When my father first started getting agitated, I didn’t know how to handle it. His caregivers would try and calm him down, but their entreaties, “Please, Mr. Small, don’t do that. Mr. Small, why don’t you come over here and watch some TV?” “Mr. Small, how about some cake, there’s some lovely cake over here,” all fell on deaf ears.

They would then call me. I would have more success: not only was I familiar to him, even if he didn’t quite know that I was his daughter anymore, but I also knew his story. I quickly figured out that “Dad” no longer worked. So, I used his childhood nickname, “Gray.” “Hey, Gray, look at those kangaroos!” He loved kangaroos and he’d go off where I pointed in search of them, forgetting whatever it was that had triggered his aggression.

But I was a correspondent for TIME Magazine and I couldn’t be there all the time. I traveled one-to-two weeks a month. Things got worse. One day, he punched a nurse, nearly broke her jaw, and escaped his secured facility. Police and fire found him hours later, wandering down a main thoroughfare, pantless, of course. This incident was the final straw and he got kicked out of that community.

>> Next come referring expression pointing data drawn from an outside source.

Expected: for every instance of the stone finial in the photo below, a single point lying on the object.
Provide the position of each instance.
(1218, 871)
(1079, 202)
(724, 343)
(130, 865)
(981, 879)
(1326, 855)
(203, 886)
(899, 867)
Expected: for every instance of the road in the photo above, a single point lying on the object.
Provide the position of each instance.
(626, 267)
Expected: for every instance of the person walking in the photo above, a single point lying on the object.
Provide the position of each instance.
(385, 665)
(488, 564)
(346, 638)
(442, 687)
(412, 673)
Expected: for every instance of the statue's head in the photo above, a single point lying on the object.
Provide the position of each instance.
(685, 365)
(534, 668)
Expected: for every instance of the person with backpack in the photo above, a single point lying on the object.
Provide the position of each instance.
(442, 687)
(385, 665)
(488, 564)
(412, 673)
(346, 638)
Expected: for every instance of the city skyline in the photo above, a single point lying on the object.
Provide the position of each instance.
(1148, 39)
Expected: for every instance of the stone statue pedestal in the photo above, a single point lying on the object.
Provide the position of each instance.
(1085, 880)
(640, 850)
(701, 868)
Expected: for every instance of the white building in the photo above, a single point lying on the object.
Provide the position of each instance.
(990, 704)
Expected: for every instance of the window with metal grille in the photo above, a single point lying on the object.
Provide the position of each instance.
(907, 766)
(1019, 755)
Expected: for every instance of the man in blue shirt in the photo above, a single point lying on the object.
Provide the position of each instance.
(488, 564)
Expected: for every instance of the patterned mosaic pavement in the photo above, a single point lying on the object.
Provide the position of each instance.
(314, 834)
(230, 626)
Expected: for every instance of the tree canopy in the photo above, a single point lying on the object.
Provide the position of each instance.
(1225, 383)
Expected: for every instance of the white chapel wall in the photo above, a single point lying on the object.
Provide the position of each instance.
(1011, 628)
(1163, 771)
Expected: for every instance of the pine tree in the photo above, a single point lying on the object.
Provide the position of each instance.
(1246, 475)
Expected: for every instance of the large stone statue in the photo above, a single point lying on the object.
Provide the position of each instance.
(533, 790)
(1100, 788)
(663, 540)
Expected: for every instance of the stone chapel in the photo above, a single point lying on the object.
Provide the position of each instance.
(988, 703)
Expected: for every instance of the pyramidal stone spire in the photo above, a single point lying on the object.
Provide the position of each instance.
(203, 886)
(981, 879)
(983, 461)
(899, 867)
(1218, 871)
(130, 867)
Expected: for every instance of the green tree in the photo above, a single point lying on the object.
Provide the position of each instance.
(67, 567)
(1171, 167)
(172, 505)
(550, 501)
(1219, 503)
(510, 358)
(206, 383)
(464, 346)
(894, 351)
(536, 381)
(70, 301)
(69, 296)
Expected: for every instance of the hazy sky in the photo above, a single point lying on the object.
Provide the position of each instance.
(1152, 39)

The new community I found for him 50 miles north of D.C. asked me to fill out a 20-page questionnaire about his life. This made no sense to me. First, I had terrible handwriting. Second, I was a professional writer and the questions were too hard for me to answer. I challenge anyone to successfully summarize their parents 50+ year marriage in four lines.  

So I handed in the form blank. “Look,” I told them. “I’m a TIME Magazine correspondent and I think it would be easier for me, and for you, if I just wrote down his story.”

They looked at me like I’d grown a second head. But they acquiesced.

His story transformed his care. I printed it out and handed it to all of his caregivers. They remembered it. They told each other about it. Two of his caregivers were Ethiopian and they’d had no idea that my father had lived in Ethiopia for four years early on in his career with the United Nations. They became his champions, spending hours showing him their own family photos of Addis Ababa and Lalibela.

And now when he grew agitated, they could more easily distract him. “Hey, Gray, you want some doro wat?” they’d ask, knowing he loved the spicy Ethiopian dish. The community brought in famed dementia specialist Teepa Snow to work with my dad. Teepa discovered that he hated being touched by strangers, which was a problem because he was incontinent and needed help bathing. But she also found that his manners drilled into him by his mother were an asset.

If someone he didn’t know tried to change him, he would resist, violently. But if they started to talk to him about his life on intimate terms, he would get embarrassed that he didn’t remember them and out of politeness become compliant. So, if you talked to him about getting him dressed to see his mother Clarice and father Cecil, or preparing to go golfing with his brothers Geoff and Trevor, he’d cooperate because he felt you knew  him, or became chagrined that you must know him and he didn’t remember you.

My father was an explorer. As a diplomat, he reveled in other cultures. And that’s who he was until the end. Someone easily distracted by an exotic dish, or an alien landscape. If you knew that about him, if you knew him, he was easy to handle, a joy, even. If you didn’t know who he was, he became a monster.

For him, his story—and the context it brought—made all the difference.